There’s another, common-sense reason for keeping partisanship out of selecting committee leaders: The committees handle complex, important work, and their leaders need to have the background knowledge, thoughtfulness and skill set to manage the job capably.
That’s why the Legislature, to its credit, selects its committee chairmen and chairwomen by secret ballot. Calls from the Nebraska Republican Party to overturn that system and make mere partisanship the basis for selection would harm the Legislature and, in turn, the state.
Instead, allow individual senators to make the case for themselves, regardless of party, rather than coasting into a leadership post merely because they have a particular letter — R or D or I (for independent) — behind their name to denote political affiliation. Candidates for committee posts need to earn those leadership opportunities through demonstrations of their capabilities.
At present, the partisan breakdown of the Legislature’s committee chairs is nine Republicans, five Democrats and one independent. Republicans currently make up 33 of the Legislature’s members. In January, when the new Legislature is sworn in, they will retain a strong majority, though their number will fall to 30.
Choosing committee leaders merely by partisan affiliation — that is, automatically denying chairmanships to members in the political minority — would in some cases wall off capable candidates from consideration.
An example is Sen. Jeremy Nordquist, current chairman of the Retirement Systems Committee. Before being elected chairman, he had demonstrated a detailed understanding of retirement issues as the committee’s vice chairman and before that as a legislative aide.
Nordquist is a Democrat, and his years of experience in working on Nebraska retirement issues were clearly a big reason he was chosen by his peers — a majority of whom are Republicans — to head the committee.

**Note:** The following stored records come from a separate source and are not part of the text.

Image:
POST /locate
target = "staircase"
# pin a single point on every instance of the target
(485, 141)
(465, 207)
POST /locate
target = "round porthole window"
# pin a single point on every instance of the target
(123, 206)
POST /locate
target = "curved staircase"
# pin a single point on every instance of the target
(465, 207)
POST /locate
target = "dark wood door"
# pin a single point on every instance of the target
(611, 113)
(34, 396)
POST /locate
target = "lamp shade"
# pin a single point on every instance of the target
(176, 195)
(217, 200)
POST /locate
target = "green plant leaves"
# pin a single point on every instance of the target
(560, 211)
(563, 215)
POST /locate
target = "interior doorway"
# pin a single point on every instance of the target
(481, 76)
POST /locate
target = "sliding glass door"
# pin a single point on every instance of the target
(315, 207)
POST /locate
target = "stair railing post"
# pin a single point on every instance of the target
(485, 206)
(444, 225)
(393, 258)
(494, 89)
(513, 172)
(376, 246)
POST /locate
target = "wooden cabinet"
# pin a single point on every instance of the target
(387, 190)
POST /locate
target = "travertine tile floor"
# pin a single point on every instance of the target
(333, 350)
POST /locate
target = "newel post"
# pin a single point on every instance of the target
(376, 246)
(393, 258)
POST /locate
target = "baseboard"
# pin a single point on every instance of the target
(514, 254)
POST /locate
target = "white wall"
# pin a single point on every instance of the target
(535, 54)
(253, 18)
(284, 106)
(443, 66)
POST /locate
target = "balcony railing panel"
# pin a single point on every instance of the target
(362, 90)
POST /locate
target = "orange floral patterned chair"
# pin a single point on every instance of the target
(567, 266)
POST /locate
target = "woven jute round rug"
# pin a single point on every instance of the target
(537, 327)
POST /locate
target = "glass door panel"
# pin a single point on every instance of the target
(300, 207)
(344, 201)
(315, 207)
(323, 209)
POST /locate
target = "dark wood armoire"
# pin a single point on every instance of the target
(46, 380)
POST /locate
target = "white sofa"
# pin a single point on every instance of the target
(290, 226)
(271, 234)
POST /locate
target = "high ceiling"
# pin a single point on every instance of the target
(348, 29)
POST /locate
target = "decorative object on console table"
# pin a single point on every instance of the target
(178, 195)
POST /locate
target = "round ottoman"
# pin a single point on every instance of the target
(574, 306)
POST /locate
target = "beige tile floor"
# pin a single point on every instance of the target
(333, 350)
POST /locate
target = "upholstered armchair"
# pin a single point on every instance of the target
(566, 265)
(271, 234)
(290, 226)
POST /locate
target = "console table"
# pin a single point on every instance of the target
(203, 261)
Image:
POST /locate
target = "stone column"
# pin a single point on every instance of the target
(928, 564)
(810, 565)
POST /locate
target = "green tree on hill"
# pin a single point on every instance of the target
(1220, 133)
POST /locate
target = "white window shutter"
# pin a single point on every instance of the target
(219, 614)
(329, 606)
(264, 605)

A selection based on merit.
But if the Legislature’s Republicans were required to vote only for Republicans, Nordquist wouldn’t even have been considered for the chairmanship.
The current Legislature has been blessed with strong committee leadership regardless of party. On the Republican side, to cite only two examples, Sens. Lavon Heidemann at Appropriations and Chris Langemeier at Natural Resources demonstrated impressive ability to handle complex issues and reach constructive agreement. On the Democratic side, examples of respected committee leaders include Bill Avery at Government, Military and Veterans Affairs and Amanda McGill at Urban Affairs.
The Legislature needs to be free to choose its committee leaders as its members see fit. There is no reason to overturn a system that has served the Legislature and the state well.